Alert on overflow counters, not just 503 rates. By the time clients are seeing elevated error rates, the circuit breaker has been tripping for a while. Alert early:
# Prometheus alerting rules for Envoy circuit breaker events
- alert: EnvoyCircuitBreakerConnectionOverflow
expr: rate(envoy_cluster_upstream_cx_overflow[5m]) > 1
for: 2m
labels:
severity: warning
annotations:
summary: "Envoy circuit breaker overflows on {{ $labels.envoy_cluster_name }}"
description: "Check thresholds and upstream health on sw-infrarunbook-01"
- alert: EnvoyUpstreamPendingOverflow
expr: rate(envoy_cluster_upstream_rq_pending_overflow[5m]) > 5
for: 1m
labels:
severity: critical
annotations:
summary: "Pending request overflow on {{ $labels.envoy_cluster_name }}"
description: "Upstream latency or capacity issue detected — review stats at http://192.168.1.10:9901"

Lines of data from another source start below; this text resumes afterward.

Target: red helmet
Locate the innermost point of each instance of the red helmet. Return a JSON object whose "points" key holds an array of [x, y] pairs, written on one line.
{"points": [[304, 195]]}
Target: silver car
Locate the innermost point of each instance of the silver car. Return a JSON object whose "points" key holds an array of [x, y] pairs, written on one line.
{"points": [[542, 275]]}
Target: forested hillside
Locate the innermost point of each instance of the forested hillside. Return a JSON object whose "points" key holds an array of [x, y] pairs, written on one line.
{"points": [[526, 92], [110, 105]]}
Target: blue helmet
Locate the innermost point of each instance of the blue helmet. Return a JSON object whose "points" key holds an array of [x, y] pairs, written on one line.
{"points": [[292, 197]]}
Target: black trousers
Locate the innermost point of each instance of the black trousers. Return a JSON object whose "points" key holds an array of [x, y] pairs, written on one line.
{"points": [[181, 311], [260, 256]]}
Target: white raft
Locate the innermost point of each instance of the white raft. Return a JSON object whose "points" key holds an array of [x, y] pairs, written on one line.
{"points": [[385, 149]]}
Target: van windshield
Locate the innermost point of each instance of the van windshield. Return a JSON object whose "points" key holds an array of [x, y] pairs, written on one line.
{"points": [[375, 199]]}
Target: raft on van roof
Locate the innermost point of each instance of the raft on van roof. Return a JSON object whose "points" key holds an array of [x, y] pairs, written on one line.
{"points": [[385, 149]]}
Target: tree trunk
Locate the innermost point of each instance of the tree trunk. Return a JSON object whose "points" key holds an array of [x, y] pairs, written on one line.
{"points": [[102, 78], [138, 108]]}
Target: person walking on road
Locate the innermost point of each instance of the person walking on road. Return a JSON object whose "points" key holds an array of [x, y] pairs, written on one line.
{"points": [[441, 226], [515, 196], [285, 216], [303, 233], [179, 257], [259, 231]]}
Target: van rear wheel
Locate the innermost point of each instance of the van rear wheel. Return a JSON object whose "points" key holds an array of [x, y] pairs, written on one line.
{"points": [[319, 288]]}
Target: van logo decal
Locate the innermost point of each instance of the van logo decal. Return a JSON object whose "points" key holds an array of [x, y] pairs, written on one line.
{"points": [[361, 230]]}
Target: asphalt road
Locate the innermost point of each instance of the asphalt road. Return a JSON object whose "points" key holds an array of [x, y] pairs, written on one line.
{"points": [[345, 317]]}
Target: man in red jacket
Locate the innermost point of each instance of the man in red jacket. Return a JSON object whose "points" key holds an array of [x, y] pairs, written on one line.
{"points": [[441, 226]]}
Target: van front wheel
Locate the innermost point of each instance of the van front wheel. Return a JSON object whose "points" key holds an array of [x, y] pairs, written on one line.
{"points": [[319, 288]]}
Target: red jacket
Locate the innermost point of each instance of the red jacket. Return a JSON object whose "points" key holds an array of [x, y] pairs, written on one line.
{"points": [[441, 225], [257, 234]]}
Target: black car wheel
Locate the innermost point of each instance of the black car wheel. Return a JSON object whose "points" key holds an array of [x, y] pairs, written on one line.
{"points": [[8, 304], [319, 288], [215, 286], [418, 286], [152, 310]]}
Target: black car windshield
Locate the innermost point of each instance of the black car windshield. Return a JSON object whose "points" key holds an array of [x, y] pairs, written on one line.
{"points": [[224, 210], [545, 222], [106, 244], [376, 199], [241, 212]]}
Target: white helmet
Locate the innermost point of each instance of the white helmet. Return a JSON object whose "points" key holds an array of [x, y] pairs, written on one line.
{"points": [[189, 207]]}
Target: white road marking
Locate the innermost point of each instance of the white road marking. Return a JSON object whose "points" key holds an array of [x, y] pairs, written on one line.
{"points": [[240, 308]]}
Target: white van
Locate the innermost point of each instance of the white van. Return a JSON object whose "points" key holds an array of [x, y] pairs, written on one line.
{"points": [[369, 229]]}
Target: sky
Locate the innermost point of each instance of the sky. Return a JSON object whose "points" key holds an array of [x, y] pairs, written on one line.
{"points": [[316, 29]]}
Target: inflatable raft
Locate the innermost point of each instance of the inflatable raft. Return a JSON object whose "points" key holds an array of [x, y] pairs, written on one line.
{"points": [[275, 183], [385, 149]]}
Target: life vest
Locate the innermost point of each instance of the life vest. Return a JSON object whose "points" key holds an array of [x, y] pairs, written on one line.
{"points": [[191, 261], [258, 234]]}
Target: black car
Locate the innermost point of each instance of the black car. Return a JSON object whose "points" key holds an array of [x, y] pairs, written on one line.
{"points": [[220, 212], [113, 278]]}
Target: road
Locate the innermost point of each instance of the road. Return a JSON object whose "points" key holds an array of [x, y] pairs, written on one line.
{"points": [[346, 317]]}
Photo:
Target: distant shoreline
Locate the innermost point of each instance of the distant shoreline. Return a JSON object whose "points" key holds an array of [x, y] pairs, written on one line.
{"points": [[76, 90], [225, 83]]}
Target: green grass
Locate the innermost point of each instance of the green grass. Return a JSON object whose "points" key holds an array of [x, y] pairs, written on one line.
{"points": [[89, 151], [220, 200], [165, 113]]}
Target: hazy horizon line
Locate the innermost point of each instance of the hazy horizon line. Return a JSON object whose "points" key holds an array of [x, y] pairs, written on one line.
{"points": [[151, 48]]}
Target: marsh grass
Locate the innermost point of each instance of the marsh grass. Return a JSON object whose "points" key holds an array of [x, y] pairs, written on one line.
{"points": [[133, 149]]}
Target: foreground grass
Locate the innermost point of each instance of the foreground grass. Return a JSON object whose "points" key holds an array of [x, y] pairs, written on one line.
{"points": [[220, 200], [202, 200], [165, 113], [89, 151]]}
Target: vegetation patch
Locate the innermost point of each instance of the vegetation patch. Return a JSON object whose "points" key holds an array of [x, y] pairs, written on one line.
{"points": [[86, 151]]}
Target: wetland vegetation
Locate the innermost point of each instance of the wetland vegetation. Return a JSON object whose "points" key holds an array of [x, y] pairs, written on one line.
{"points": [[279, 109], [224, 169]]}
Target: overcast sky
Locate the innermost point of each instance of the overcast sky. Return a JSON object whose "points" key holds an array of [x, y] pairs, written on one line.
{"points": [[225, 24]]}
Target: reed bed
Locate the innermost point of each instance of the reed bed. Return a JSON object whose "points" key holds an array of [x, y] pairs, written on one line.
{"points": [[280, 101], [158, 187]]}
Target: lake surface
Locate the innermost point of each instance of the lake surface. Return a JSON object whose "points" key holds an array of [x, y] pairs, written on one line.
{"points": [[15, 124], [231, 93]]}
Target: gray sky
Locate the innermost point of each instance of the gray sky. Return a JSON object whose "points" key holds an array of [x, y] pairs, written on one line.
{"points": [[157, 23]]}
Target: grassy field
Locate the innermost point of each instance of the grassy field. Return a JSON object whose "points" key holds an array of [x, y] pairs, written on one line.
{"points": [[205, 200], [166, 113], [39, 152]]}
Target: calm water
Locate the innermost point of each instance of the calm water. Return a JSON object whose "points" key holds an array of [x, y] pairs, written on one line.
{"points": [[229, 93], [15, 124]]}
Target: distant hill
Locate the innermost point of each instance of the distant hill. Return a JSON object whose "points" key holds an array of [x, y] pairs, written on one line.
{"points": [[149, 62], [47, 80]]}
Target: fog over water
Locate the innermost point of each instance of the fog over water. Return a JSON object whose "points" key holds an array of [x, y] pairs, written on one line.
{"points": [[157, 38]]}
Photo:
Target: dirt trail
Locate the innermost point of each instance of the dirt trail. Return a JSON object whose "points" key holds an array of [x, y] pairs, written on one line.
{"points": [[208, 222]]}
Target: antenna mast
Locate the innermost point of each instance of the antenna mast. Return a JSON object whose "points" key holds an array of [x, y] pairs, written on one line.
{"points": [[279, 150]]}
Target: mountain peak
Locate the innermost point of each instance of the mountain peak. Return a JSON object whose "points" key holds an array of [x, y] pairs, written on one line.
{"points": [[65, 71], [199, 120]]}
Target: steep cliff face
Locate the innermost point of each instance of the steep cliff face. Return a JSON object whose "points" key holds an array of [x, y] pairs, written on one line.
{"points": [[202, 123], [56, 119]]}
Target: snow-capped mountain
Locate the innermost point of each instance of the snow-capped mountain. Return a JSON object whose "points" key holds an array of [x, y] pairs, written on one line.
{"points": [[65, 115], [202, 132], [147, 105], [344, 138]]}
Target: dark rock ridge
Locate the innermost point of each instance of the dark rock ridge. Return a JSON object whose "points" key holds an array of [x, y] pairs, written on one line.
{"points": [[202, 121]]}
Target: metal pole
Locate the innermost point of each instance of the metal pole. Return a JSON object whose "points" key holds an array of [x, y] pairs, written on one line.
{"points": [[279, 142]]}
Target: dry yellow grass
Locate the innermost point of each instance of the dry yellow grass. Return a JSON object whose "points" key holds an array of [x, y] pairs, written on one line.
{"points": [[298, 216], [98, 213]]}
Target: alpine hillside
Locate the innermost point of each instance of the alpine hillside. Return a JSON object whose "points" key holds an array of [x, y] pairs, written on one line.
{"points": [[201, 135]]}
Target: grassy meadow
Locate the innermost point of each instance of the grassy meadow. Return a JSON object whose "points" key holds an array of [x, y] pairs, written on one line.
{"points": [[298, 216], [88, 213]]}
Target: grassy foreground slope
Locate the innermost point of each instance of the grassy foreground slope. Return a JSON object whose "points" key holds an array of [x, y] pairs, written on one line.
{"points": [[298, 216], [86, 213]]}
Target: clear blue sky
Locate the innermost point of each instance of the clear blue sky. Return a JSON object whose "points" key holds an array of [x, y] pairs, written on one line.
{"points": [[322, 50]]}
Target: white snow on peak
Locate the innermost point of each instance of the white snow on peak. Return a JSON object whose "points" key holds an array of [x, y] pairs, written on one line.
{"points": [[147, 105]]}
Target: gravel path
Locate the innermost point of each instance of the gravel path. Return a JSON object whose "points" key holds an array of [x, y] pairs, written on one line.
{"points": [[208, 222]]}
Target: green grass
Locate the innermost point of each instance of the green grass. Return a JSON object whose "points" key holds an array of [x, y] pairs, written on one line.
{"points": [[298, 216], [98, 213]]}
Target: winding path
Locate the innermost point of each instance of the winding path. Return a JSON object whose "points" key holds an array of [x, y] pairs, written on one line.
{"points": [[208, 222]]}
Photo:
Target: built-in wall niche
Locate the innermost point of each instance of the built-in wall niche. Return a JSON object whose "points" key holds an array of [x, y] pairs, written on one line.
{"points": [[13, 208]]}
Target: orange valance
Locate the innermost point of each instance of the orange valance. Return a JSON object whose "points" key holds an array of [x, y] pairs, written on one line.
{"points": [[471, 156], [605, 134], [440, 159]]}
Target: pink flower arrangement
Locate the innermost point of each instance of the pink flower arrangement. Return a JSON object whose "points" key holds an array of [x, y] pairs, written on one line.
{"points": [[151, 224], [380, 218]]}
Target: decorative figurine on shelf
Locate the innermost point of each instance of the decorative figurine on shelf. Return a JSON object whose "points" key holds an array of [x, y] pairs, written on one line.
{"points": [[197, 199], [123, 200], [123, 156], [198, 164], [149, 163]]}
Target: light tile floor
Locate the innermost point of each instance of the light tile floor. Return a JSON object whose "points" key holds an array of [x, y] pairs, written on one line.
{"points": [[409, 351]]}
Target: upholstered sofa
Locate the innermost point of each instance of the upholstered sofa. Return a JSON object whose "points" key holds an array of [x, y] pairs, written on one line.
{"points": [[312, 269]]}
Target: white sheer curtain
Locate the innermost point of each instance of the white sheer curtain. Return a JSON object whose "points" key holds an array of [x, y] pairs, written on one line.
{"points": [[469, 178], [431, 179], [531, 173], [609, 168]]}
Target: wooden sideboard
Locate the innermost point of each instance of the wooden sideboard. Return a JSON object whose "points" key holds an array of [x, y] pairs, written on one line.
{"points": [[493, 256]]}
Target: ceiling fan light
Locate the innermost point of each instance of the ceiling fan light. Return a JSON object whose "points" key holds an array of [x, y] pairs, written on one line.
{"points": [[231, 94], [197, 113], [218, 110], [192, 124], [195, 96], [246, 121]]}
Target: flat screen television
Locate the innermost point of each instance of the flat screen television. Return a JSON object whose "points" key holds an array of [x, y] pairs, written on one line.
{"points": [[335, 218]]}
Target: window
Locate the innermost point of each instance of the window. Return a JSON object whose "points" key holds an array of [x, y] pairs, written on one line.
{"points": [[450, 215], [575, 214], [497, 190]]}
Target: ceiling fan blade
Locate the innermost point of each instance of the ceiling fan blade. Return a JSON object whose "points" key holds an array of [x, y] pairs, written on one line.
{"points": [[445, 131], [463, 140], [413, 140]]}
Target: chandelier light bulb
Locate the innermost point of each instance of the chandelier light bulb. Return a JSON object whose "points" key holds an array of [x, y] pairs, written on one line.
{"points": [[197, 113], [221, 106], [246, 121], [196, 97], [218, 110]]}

Circuit breaker events in production are rarely a simple "raise the limit" fix or purely an "upstream is broken" problem. They're almost always a signal that something has changed — traffic grew, latency increased, or a host degraded. The stats are there. You just need to read them in context instead of reaching for a config change as the first response.